Oregon's health-insurance enrollment website was never launched to the general public. State officials have blamed Oracle, but the company says the state's bad management is responsible.
Gov. John Kitzhaber has called for the state to sue Oracle and recover some of the $134 million it has already paid to the Redwood City, California, company.
In June, Oregon issued legal demands for documents that could become evidence in a possible lawsuit against Oracle under the state's False Claims Act.
"The governor is aware of the lawsuit and isn't surprised by it," Melissa Navas, a spokeswoman for Kitzhaber, said in a statement. "The state fully expected to end up in litigation over Oracle's failure to deliver."
Lawyers at the state Department of Justice were reviewing the lawsuit, spokeswoman Kristina Edmunson said. "We will continue to pursue all legal options," she said.
Oracle declined to comment.
The lawsuit lays out Oracle's side of the Cover Oregon fiasco in the most detailed terms yet.
The company says the project became a victim of bureaucratic infighting between two state agencies responsible for both the Cover Oregon website and a separate effort to modernize a complex state computer system.

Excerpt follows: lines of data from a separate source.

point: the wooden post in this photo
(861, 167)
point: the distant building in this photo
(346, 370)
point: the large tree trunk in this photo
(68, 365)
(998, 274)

It says state officials were unable to define requirements for the Cover Oregon system, an essential early step, and even went on a 60-day "retreat" to develop them but "returned empty-handed." State officials continued making requests for changes in the crucial final weeks before the website was supposed to launch in October 2013, the lawsuit alleges.
Then-executive director Rocky King was more concerned about the website's look than its function, the lawsuit alleges. It quotes from an email he sent in late September: "If the road is going to be bumpy, let me at least be driving a good looking car."
The lawsuit also faults the state's decision not to hire a systems integrator, who works as a sort of general contractor to coordinate and direct the work of multiple technology vendors. With the state acting in that capacity, the lawsuit says, Oracle programmers were at the whims of indecisive and warring state managers.
The website's problems have become a political liability for Kitzhaber, a Democrat who has built a national reputation as a healthcare reformer. His Republican rival, state Rep. Dennis Richardson, has used the Cover Oregon fiasco to argue that Kitzhaber is an ineffective manager and a poor steward of public funds.
Kitzhaber responded by firing several state managers, in some cases with a hefty severance, and blaming Oracle for work he's called subpar. Oracle's lawsuit repeatedly refers to Kitzhaber's statements as "slander." Even as Kitzhaber was publicly scolding the technology giant, Cover Oregon managers continued seeking assistance from Oracle programmers.
"Oracle gave that help for many months, in spite of the public excoriation, because it was committed to helping Cover Oregon complete the project and because Cover Oregon repeatedly promised to pay Oracle for its services," the lawsuit says. "In the end, though, Cover Oregon reneged on its promises, thus prompting this lawsuit."
Instead of signing up for health insurance in one sitting, Oregonians had to use a hybrid paper-online process that was costly and slow, and the state had to hire more than 400 workers to help them. Altogether, about $250 million in federal funds has been spent on Oregon's exchange, including technology development, salaries, advertising and rent.
Despite the exchange's technology woes, about 454,500 Oregonians have enrolled in coverage through Cover Oregon using the hybrid process. An estimated 97,000 of those enrolled in private health plans, while about 357,500 enrolled in the Oregon Health Plan, the state's version of Medicaid.
Earlier this year, the state decided to stop building the Oracle website and transition to the federally run enrollment website.
The FBI and the federal Government Accountability Office are also investigating Oregon's exchange problems.